How To Install And Use Oood
Contents
News
- March 11th, 2008
There is a bug of OOo2.2.1 that Oood sometimes fails to open microsoft word file. Recommend to use OOo2.3.
- June 28th, 2007
Multi-oood - a proxy dispatching requests to a number of oood's - is now available.
- May 31st, 2007
Five client codes are now available: Python, PHP, Java, C++ and Ruby.
- May 29th, 2007
Lots of improvements have been made: oood now supports nearly all file formats, can generate non-ODFs from other non-ODFs, has a more user-friendly configuration file, and the old implementation has been removed alltogether.
- May 8th, 2007
The oood passed the ultimate test - it converted 100,000 docs, working continuously for four days, under a heavy load. The test results can be viewed at http://erp5.pl/stats.txt. Hooray!!!
- May 3rd, 2007
The oood - implementation 2 is basically finished; it uses a new protocol for client-server communication. We also eliminated the use of None, so SimpleXMLRPCServer patch is not required anymore. Also, I found out that the reason oood was segfaulting was thread-unsafety of pyuno. The way to run it safely now is to use a pool of only one worker (config.pool_size=1), then it survives the worst treatment imagineable. I'll write a new version, which will spawn workers into separate processes, in a few weeks.
- April 21st, 2007
The Dispatcher is basically working - it passes testOoodBasicOperations.py and survives if worker is destroyed manually and if OOo instance is killed. However, there is still a long way to go. To use the new implementation, set "implementation" in config.py to 2 (default is 1). Backward compatibility is maintained. If you use implementation 2, there is no need to run start.py --init, OOo instances are started by the daemon.
- April 18th, 2007
New method "printDocument" - prints the given document directly from the daemon's OOo instance, so if the printer is available for the serwer, the doc does not need to be converted and returned to be printed.
- April 11th, 2007
The request handling part is going to be rewritten completely - the serw. Procesor class will be replaced by Dispatcher, which will be the only handler for timeouts and exceptions.
The program
The name
The name "oood" is an abbreviation - it stands for "OpenOffice.org Daemon". Some people who feel uncomfortable with the name (saying "oh oh oh dee" makes them feel like stutterers), so we are still experimenting with other options (including "office-daemon", "oh-daemon" and "pokemon").
The idea
The oood is an XMLRPC server capable of converting office-type files between various formats (basically MSOffice and OpenOffice), generating PDF and HTML, and also editing metadata of documents. It is capable of doing almost anything that OpenOffice.org can do; one limitation is that it doesn't let you choose save options (like encoding, separators in csv etc), and always uses default values.
The way it works
An initialization script starts an OpenOffice processes. It is started in background and uses virtual display, so you don't see it. Then the daemon creates a "worker" object, communicating with the OpenOffice through sockets. The server waits for an incoming request, the pool dispatches it to the worker if it is available (or waits until something becomes available) and so on.
Installation
Requirements
Currently, oood works with OpenOffice 2.0.3 or 2.1 and Python 2.4. It has been successfully tested with the following versions of OpenOffice:
There is a bug on OOo2.2.1 that Oood sometimes fails to open microsoft word file. Recommend to use OOo2.3.
- 2.0.3-7
- 2.1.0-6
- 2.0_64
- 2.2 with python2.5 (mdv 2007 spring)
- 2.3
A combination of Python 2.5 and OpenOffice 2.1 does not work because this version of pyuno library is not compatible with Python 2.5.
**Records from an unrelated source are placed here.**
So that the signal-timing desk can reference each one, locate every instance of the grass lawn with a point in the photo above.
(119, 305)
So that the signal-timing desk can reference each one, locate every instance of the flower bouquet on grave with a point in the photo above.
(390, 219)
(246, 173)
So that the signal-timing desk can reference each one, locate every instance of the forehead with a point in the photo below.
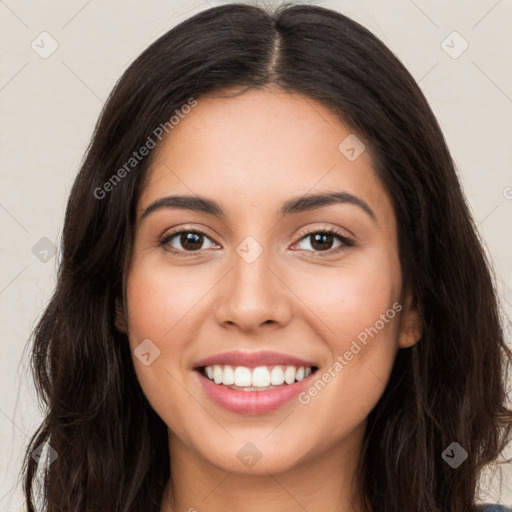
(260, 148)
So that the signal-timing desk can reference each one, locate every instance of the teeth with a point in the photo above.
(259, 377)
(243, 376)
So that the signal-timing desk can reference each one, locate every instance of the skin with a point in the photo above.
(251, 153)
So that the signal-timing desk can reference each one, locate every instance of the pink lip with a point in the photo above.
(252, 402)
(252, 360)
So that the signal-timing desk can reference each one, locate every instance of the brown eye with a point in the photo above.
(323, 241)
(186, 241)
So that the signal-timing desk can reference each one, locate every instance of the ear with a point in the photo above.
(410, 322)
(120, 318)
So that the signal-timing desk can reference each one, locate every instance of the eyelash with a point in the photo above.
(346, 242)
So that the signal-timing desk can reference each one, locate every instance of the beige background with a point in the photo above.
(49, 107)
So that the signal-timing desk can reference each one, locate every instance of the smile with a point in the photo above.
(253, 383)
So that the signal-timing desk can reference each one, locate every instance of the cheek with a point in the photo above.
(360, 305)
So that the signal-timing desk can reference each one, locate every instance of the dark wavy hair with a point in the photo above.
(449, 387)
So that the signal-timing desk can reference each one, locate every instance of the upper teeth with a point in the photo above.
(261, 376)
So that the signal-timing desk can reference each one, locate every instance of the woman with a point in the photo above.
(272, 295)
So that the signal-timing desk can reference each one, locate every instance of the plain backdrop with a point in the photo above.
(50, 103)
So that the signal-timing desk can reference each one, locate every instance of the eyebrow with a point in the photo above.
(292, 206)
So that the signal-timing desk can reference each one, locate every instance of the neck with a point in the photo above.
(324, 482)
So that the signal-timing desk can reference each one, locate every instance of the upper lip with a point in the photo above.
(253, 359)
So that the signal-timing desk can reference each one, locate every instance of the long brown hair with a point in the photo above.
(450, 387)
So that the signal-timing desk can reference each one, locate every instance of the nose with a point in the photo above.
(253, 295)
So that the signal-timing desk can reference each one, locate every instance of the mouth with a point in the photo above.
(253, 389)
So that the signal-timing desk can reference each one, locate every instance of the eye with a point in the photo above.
(191, 241)
(322, 240)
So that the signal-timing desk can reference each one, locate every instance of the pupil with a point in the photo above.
(188, 240)
(318, 237)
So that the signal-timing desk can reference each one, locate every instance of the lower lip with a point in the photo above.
(252, 402)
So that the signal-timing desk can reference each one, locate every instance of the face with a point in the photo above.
(260, 282)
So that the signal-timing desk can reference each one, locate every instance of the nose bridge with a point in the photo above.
(252, 294)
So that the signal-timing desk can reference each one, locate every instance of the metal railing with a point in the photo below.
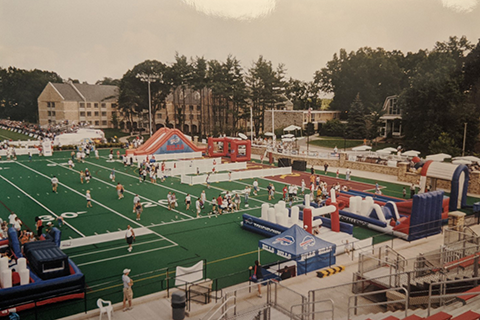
(443, 296)
(357, 306)
(308, 313)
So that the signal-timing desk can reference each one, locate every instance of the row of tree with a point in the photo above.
(227, 91)
(438, 91)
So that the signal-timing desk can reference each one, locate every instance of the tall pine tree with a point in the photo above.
(357, 126)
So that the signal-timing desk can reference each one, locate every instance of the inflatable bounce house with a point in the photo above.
(166, 141)
(235, 149)
(410, 220)
(335, 235)
(458, 176)
(41, 275)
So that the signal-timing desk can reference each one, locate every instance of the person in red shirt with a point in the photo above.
(220, 204)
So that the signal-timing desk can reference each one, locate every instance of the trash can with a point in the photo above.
(178, 305)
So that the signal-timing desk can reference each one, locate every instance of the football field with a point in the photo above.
(94, 238)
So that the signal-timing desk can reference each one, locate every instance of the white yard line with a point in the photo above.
(133, 193)
(41, 205)
(95, 201)
(125, 256)
(110, 249)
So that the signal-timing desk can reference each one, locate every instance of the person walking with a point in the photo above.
(129, 237)
(82, 176)
(257, 276)
(127, 290)
(138, 210)
(88, 196)
(120, 190)
(54, 184)
(188, 200)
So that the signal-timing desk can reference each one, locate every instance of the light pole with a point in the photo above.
(251, 124)
(149, 78)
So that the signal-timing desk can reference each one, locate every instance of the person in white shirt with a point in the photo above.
(188, 199)
(129, 237)
(203, 199)
(88, 196)
(11, 218)
(255, 187)
(197, 206)
(54, 184)
(169, 200)
(136, 199)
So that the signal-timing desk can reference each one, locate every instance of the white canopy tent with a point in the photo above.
(411, 153)
(461, 161)
(362, 148)
(438, 157)
(468, 158)
(292, 128)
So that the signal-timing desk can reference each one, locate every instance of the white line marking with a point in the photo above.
(124, 256)
(41, 205)
(95, 201)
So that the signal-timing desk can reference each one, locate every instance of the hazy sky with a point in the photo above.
(92, 39)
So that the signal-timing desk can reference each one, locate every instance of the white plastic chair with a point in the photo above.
(105, 307)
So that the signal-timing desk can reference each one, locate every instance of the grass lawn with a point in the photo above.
(10, 135)
(331, 142)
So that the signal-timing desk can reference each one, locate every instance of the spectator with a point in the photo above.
(127, 290)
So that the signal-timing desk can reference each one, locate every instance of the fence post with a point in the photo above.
(85, 298)
(168, 284)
You also need Xvfb (virtual frame buffer).
From RPMs
Download an openoffice.org-oood RPM from Nexedi's repository, install, done. But, don't do it now - RPM contain an old version. Check out from svn, wait for new RPMs.
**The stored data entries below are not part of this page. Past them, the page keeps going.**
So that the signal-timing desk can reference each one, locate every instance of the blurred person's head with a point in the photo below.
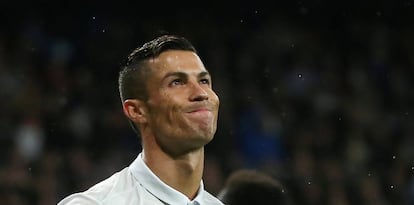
(253, 187)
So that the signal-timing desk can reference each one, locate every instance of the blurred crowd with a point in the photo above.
(323, 104)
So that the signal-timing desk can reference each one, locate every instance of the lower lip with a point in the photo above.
(201, 113)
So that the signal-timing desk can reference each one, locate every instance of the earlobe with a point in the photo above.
(135, 110)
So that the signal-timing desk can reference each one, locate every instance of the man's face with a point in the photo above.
(182, 106)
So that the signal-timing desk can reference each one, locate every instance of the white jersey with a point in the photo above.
(137, 185)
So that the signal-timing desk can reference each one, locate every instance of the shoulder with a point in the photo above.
(120, 183)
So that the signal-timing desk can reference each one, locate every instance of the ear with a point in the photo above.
(135, 110)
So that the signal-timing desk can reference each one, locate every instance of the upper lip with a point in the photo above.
(199, 108)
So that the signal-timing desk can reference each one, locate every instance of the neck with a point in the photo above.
(183, 173)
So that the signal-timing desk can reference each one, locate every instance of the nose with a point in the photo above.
(198, 93)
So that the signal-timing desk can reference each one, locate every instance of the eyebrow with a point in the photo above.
(182, 74)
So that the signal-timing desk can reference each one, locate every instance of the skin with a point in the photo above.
(178, 119)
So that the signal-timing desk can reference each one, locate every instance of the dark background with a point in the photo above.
(317, 94)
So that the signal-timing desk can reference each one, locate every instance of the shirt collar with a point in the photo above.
(158, 188)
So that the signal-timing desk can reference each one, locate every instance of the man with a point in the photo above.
(167, 96)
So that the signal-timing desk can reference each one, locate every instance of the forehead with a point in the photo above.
(177, 61)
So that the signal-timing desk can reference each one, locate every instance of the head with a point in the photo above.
(167, 94)
(252, 187)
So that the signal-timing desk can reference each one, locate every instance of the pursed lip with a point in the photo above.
(199, 109)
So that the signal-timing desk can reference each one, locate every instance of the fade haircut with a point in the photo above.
(134, 71)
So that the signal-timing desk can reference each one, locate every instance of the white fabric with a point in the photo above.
(136, 185)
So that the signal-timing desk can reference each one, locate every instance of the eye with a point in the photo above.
(176, 82)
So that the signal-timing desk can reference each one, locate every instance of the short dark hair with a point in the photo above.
(134, 70)
(252, 187)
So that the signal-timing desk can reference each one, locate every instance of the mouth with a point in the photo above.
(200, 112)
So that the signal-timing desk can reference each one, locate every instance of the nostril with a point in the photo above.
(200, 97)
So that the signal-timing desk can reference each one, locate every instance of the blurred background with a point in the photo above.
(317, 94)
Installation on 64-bit architecture
Largely the same as on 32 bit, only you need OpenOffice 64 bits from the "backports" repository (e.g. ftp://fr2.rpmfind.net/linux/Mandrakelinux/official/2007.0/x86_64/media/main/backports
From source
Check it out from svn at:
https://svn.erp5.org/repos/public/erp5/trunk/utils/oood
You can also patch the file:
[OpenOffice-installation-dir]/share/registry/data/org/openoffice/Setup.xcu
With this: openoffice.org-2.0.3-skip-registration.patch. Otherwise the OpenOffice will expect you to register, and since it is started in the background it won't really start (unless you use the --top option and click through registration).
Setting up
One problem with OpenOffice is that loads very long if it does not have Java path configured - this is why instance load time in config.py is by default 120 seconds. The way to make it shorter is run
start.py --top
This starts OpenOffice in the foreground - in each instance go to options->java, set path to your j2re installation. Then you can change 120 seconds into 10 seconds. Also you may need to make sure that the owner of the oood_instance is oood like this
chown -R oood:oood /var/run/oood
Configuration
Edit oood.conf - most of entries are self-explanatory or described in the file.
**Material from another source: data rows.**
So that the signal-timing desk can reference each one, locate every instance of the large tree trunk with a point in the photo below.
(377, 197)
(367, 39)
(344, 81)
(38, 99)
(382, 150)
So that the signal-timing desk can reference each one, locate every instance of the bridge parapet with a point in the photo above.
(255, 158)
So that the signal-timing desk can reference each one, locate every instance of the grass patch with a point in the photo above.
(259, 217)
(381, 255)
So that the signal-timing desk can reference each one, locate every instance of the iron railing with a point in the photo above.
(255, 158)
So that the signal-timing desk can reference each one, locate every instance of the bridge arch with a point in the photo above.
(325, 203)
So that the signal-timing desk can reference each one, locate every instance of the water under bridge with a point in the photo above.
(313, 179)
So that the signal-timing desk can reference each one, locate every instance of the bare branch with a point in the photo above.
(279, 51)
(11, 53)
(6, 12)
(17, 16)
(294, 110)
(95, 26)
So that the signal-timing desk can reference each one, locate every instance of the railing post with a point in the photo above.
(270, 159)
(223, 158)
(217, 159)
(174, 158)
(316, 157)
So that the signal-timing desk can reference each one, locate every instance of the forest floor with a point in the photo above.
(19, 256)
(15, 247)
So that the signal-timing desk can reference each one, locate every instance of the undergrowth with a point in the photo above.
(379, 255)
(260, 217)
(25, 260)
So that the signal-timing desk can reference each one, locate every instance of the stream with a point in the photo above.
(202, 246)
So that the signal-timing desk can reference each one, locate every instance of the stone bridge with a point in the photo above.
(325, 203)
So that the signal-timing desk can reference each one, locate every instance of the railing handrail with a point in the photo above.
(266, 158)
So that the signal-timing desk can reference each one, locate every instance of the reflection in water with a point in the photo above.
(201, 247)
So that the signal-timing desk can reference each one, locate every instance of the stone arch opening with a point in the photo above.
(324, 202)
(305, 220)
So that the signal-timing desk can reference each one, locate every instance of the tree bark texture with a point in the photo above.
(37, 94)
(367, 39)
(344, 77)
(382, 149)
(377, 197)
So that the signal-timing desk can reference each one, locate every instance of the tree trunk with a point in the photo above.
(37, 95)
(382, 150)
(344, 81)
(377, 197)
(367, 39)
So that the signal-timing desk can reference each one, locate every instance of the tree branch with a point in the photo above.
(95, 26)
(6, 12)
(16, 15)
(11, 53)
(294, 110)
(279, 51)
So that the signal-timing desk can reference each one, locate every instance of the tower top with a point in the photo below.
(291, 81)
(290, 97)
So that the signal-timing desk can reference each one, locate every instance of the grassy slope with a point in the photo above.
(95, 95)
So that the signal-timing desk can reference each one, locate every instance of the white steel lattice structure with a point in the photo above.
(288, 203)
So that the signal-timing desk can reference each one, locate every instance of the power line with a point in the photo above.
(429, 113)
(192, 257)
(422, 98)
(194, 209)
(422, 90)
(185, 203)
- instance_load_time - see above
- instance_timeout - defines how long the oood is working for an OOo instance before deciding it is not going to return, because it froze or crashed; too small a value will make processing big files impossible, too high will slow down processing if many files are broken. Something like 30 seconds should be ok.
- formats to use or to skip = oood supports 111 file formats, so if you fill a dropdown in your client application with all formats allowed for, say, text file, it can be quite long; to make it shorter you can tell oood which formats to skip, or which to use (and skip all the rest)
Running
Starting up
The manual way to run it in the foreground is:
cd /var/lib/oood ./runserw.py --start
To start oood at specified port number offset, type:
cd /var/lib/oood ./runserw.py --start --offset=n
for instance:
./runserv.py --start --offset=1
would start oood on port 8009 if oood.conf specifies port 8008. This way many oood instances can be easily started without a need to create own config file for each instance. Port offset can be negative.
To easily run many oood instances simultaneously, type:
./runserv.py --multiple=n
or
./runserv.py --start --multiple=m:n
The first form starts ooods at offsets 0,1,..,n-1.
The second form starts ooods at offsets m,m+1,..,n (m < n)
When started with mulitple parameter, runserv.py just forks children ooods with proper offset parameter. When killed, it will kill its children ooods.
The multiple parameter is mainly used by Multi-oood server.
Monitoring
Do:
watch "./start.py --threads"
to see threads at work,
watch "./start.py --status"
to have some current information about what the server is doing.
Testing
There are three test suites - two of them test basic functionalities of oood, and require a subdirectory with files - download test_documents.zip from svn and unzip it into your oood home directory.
The third suite (testOoodHighLoad) is meant to test its stability in production environment, so it does its best to kill the server. First it makes a one-time indexing of all ODF files available on the machine, then starts issuing many requests at a time, in random number, for random files, at random intervals, for conversion into random formats.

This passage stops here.